Namun, Sekda Ajat menyebutkan bahwa pembebasan lahan menjadi kendala utama dalam penanganan banjir tersebut.
“Pembebasan lahan menjadi kosering harapannya, dan Kementerian PU sudah menganalisis larapnya (Land Acquisition and Resettlement Action Plan/Rencana Pengadaan Tanah dan Pemukiman Kembali),” ujarnya.
Sekda Ajat juga menyebutkan bahwa Pemkab Bogor telah mengeluarkan surat tanggap darurat transisi dan pemulihan pada Maret lalu, dan berharap bahwa penanganan banjir dapat segera dilakukan.
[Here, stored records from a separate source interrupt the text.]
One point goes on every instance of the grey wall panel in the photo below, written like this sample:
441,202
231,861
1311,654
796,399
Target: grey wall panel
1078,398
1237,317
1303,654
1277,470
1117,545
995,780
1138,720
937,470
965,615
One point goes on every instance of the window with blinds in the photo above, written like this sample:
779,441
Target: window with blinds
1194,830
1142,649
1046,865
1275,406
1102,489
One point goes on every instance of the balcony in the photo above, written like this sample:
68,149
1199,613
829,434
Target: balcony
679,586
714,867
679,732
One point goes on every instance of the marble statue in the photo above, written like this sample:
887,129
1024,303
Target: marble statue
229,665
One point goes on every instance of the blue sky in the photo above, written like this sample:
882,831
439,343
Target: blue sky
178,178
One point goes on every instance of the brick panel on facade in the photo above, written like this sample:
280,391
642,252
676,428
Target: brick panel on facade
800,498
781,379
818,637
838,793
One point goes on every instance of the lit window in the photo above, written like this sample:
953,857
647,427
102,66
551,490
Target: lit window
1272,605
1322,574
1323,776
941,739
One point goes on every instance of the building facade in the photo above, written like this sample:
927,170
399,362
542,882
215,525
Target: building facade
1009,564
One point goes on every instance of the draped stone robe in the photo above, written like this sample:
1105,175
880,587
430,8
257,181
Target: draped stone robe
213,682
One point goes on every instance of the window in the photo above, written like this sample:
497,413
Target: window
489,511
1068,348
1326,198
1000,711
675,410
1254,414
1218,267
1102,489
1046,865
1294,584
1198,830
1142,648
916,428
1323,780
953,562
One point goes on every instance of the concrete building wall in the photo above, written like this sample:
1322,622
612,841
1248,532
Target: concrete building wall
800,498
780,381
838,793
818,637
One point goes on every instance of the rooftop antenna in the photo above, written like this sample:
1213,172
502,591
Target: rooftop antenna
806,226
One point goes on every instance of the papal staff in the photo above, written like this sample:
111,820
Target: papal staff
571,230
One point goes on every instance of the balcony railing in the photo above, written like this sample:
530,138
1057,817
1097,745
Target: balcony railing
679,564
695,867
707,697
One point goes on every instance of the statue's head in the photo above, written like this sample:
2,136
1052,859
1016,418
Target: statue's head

“Kita berharap bahwa penanganan banjir dapat segera dilakukan, dan Pemkab Bogor siap untuk berkoordinasi dengan pemerintah pusat dalam penanganan banjir tersebut,” kata Sekda Ajat.
Di sisi lain, pembangunan kolam retensi air juga menjadi prioritas dalam penanganan banjir di hilir Sungai Cileungsi dan Cikeas.
Hal itu dianggap mampu untuk mengendalikan aliran air dari hulu ke hilir di perbatasan Kabupaten Bogor dengan Kota Bekasi.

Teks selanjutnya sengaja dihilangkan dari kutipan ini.